Brain Herniation into Arachnoid Granulations: Clinical and Neuroimaging Features

Greta B. Liebo, John Jack I Lane, Jamie Van Gompel, Laurence J. Eckel, Kara M. Schwartz, Vance T Lehman

Research output: Contribution to journalArticle

4 Citations (Scopus)

Abstract

BACKGROUND/PURPOSE: Brain herniation into presumed arachnoid granulations (BHAG) is an increasingly recognized entity. Though it has previously been described as isointense to brain matter on magnetic resonance imaging (MRI), we have encountered 21 cases in our clinical practice, many of which have signal abnormality in the herniated or adjacent parenchyma. We performed a systematic analysis on these cases to further understand the clinical significance. METHODS: This is a retrospective analysis of cases collected from our clinical MRI practice. Each case was evaluated for location, size, lobe of origin, associated signal abnormality, symptoms, and the presence or absence of intracranial hypertension. RESULTS: Twenty-one cases of BHAG identified in 16 patients.
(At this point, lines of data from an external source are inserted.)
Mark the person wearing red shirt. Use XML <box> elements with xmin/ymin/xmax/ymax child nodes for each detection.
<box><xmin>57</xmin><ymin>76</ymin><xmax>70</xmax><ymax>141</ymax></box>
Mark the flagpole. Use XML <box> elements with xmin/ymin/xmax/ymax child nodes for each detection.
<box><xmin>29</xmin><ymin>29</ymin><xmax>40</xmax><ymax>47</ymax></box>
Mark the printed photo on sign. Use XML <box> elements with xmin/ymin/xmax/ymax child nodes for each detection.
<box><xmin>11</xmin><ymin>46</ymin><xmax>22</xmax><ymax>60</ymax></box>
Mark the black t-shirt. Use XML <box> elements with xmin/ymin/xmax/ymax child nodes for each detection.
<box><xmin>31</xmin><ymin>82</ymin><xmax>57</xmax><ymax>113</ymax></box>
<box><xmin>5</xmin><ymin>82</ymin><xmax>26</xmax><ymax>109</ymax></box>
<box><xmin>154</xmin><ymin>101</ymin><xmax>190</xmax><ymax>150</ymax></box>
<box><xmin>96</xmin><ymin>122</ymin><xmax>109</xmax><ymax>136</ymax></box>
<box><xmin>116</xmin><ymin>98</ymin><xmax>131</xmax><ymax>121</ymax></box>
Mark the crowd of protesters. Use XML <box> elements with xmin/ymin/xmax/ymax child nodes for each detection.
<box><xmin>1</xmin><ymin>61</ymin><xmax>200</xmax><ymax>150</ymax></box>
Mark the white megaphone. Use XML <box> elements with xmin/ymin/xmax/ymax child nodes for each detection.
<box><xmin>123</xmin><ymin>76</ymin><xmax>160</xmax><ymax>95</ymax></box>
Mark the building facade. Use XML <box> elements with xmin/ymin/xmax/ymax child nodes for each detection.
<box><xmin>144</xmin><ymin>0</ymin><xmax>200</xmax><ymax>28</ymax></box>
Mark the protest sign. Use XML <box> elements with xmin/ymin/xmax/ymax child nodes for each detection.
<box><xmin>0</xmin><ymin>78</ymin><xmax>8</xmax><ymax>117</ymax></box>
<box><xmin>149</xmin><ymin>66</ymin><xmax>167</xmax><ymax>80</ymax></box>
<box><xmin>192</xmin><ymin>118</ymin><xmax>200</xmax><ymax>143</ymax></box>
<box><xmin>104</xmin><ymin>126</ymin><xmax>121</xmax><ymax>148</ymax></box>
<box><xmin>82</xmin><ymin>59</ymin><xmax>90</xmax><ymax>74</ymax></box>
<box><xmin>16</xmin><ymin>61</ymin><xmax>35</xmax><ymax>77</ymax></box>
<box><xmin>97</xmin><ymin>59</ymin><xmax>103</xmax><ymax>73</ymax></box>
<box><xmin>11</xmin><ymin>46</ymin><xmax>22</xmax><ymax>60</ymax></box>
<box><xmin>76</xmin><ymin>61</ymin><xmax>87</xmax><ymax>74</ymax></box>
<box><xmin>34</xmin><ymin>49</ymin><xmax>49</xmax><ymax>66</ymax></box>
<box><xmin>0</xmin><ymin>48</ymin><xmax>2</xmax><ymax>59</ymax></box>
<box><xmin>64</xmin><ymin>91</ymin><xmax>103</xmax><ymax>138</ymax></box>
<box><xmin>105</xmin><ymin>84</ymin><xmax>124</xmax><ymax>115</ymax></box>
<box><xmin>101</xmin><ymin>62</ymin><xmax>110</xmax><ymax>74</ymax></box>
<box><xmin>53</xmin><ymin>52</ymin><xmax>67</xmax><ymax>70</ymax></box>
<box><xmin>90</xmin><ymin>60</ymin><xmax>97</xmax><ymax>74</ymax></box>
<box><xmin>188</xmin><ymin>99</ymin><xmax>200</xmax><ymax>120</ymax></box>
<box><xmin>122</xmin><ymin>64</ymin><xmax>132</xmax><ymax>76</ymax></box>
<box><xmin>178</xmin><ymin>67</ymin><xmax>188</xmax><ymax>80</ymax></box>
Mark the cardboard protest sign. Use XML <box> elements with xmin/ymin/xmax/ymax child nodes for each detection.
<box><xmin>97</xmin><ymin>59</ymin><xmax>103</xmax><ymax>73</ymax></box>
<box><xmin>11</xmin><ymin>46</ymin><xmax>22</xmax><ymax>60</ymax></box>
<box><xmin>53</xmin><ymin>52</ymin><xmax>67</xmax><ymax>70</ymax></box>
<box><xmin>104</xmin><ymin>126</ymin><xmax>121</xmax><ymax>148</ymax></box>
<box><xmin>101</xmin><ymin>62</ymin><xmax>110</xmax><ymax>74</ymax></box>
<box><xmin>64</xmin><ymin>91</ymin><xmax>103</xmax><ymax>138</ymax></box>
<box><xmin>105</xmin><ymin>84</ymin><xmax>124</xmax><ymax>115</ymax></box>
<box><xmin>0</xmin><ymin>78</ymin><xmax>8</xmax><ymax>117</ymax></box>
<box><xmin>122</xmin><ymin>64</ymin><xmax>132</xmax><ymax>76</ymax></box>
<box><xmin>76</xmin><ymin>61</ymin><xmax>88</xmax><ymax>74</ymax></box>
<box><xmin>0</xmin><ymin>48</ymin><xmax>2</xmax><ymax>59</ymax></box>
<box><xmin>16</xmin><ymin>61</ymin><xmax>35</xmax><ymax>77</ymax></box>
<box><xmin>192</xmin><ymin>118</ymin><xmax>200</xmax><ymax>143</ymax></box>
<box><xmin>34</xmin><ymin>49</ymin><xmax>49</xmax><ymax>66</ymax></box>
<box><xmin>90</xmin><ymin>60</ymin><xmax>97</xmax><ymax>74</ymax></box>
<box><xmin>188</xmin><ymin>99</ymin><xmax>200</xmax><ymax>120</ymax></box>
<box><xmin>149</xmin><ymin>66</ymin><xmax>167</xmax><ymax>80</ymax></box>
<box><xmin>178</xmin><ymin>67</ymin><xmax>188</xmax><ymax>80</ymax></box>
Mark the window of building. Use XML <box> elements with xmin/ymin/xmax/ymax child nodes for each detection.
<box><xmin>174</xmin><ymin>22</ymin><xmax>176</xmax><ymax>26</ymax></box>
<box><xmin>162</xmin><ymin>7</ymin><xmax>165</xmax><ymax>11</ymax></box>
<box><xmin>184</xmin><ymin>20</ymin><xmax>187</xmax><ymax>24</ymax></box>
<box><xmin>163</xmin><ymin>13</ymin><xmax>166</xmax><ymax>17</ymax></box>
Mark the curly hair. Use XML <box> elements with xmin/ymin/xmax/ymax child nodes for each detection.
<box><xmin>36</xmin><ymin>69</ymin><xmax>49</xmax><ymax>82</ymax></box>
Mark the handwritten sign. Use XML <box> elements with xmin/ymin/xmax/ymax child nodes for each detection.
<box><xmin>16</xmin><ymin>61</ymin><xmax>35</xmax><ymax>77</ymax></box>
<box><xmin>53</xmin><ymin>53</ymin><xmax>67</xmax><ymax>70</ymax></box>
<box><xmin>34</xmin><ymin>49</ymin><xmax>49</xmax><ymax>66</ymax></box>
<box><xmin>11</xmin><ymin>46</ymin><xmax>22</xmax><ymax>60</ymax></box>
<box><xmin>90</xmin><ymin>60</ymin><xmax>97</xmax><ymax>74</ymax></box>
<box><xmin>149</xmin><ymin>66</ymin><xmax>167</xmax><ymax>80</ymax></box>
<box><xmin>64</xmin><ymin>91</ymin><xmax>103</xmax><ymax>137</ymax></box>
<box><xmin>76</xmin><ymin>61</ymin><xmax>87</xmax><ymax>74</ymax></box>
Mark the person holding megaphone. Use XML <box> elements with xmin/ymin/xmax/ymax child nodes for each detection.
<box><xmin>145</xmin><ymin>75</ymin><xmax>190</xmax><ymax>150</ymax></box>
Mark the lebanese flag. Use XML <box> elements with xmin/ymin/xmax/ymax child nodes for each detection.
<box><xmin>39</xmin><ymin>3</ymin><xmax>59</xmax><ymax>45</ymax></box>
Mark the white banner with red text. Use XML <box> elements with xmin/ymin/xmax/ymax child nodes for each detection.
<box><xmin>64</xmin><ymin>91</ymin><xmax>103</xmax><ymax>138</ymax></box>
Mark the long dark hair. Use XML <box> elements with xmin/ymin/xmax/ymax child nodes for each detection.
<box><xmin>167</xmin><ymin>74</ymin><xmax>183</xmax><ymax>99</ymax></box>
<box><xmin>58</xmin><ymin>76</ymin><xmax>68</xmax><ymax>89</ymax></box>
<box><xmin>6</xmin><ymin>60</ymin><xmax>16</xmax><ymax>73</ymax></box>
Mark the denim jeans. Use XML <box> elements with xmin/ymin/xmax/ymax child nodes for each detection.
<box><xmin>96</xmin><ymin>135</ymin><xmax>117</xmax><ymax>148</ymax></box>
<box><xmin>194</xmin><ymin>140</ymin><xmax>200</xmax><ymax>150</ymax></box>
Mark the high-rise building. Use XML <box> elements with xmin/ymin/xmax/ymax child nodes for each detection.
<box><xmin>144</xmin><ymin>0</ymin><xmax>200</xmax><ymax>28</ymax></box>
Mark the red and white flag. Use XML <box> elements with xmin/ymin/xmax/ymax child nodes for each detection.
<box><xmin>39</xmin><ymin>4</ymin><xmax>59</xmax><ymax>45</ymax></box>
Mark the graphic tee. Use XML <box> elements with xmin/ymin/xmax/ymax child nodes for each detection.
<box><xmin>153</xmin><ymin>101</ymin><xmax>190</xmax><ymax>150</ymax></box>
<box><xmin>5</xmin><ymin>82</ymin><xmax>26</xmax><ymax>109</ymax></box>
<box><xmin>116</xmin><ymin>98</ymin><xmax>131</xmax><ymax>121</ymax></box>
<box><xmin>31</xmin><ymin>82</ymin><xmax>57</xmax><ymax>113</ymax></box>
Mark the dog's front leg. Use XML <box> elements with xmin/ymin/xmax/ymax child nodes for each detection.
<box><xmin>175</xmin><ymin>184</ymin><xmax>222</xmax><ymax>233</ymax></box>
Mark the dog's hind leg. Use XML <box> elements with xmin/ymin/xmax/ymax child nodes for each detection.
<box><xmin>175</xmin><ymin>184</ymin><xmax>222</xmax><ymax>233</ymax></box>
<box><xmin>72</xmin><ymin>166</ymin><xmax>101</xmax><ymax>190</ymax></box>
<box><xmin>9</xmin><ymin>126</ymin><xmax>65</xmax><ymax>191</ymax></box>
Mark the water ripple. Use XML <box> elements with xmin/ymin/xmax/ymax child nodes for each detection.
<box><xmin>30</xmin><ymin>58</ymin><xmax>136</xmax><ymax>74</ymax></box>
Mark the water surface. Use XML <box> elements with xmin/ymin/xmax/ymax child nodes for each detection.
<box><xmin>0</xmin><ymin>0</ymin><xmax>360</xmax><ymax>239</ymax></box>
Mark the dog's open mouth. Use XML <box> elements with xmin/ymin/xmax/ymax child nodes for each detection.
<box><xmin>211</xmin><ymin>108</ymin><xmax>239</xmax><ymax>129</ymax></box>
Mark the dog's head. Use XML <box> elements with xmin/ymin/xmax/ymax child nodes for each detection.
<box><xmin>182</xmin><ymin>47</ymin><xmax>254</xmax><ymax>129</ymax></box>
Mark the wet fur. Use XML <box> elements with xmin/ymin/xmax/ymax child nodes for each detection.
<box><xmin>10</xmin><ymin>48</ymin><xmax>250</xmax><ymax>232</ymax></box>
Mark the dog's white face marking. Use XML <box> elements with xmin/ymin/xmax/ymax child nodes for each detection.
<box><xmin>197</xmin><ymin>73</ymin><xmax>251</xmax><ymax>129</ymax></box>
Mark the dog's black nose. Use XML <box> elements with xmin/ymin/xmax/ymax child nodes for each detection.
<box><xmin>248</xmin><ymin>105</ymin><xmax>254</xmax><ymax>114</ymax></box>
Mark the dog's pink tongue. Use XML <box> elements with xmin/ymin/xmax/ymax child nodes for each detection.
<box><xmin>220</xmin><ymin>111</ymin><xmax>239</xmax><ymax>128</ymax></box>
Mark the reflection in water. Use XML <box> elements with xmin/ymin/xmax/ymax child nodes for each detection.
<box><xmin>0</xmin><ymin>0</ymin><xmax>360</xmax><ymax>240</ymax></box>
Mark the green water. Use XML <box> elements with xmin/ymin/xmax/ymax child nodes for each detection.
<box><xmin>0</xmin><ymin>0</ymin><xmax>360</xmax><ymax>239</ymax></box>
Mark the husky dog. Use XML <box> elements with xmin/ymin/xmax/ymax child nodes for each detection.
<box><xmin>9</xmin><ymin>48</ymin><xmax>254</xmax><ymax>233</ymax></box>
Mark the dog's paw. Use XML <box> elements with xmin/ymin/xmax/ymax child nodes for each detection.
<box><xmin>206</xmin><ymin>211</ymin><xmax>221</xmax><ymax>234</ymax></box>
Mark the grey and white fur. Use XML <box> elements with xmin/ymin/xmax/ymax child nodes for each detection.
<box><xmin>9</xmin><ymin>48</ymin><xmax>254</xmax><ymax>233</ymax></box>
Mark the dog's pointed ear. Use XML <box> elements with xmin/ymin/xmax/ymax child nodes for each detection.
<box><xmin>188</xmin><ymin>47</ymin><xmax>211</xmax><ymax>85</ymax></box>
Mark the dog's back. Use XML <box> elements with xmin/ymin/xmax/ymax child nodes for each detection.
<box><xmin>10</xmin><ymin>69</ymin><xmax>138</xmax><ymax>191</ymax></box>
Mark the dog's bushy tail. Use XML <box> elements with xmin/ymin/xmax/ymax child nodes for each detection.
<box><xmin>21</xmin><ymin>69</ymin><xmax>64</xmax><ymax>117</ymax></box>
Seven cases (7/21, 33%) demonstrated signal abnormality in the herniated or underlying parenchyma. On serial imaging, the size of herniation either fluctuated (2/10, 20%) or stayed the same (8/10, 80%). The associated signal abnormalities increased (1/5, 20%), decreased (1/5, 20%), or remained stable (3/5, 60%). Four patients (4/16, 25%) had signs/symptoms that could be associated with the BHAG. Ten patients (10/16, 63%) had either imaging findings or clinical signs that could be associated with intracranial hypertension. CONCLUSION: In contrast to previously reported cases, our study demonstrates that BHAG can be associated with MRI signal abnormalities of the herniated and adjacent brain. Symptoms are typically absent, though may be present in a small subset of patients, regardless of the presence of signal change or encephalomalacia of the involved brain. Indirect evidence of intracranial hypertension is present in a majority of patients but completely lacking in others.

Original languageEnglish (US)
JournalJournal of Neuroimaging
DOIs
StateAccepted/In press - 2016

Fingerprint

Arachnoid
Neuroimaging
Brain
Intracranial Hypertension
Magnetic Resonance Imaging
Encephalomalacia
Signs and Symptoms

Keywords

  • Arachnoid granulation
  • Brain herniation
  • Encephalocele

ASJC Scopus subject areas

  • Radiology Nuclear Medicine and imaging
  • Clinical Neurology

Cite this

Brain Herniation into Arachnoid Granulations : Clinical and Neuroimaging Features. / Liebo, Greta B.; Lane, John Jack I; Van Gompel, Jamie; Eckel, Laurence J.; Schwartz, Kara M.; Lehman, Vance T.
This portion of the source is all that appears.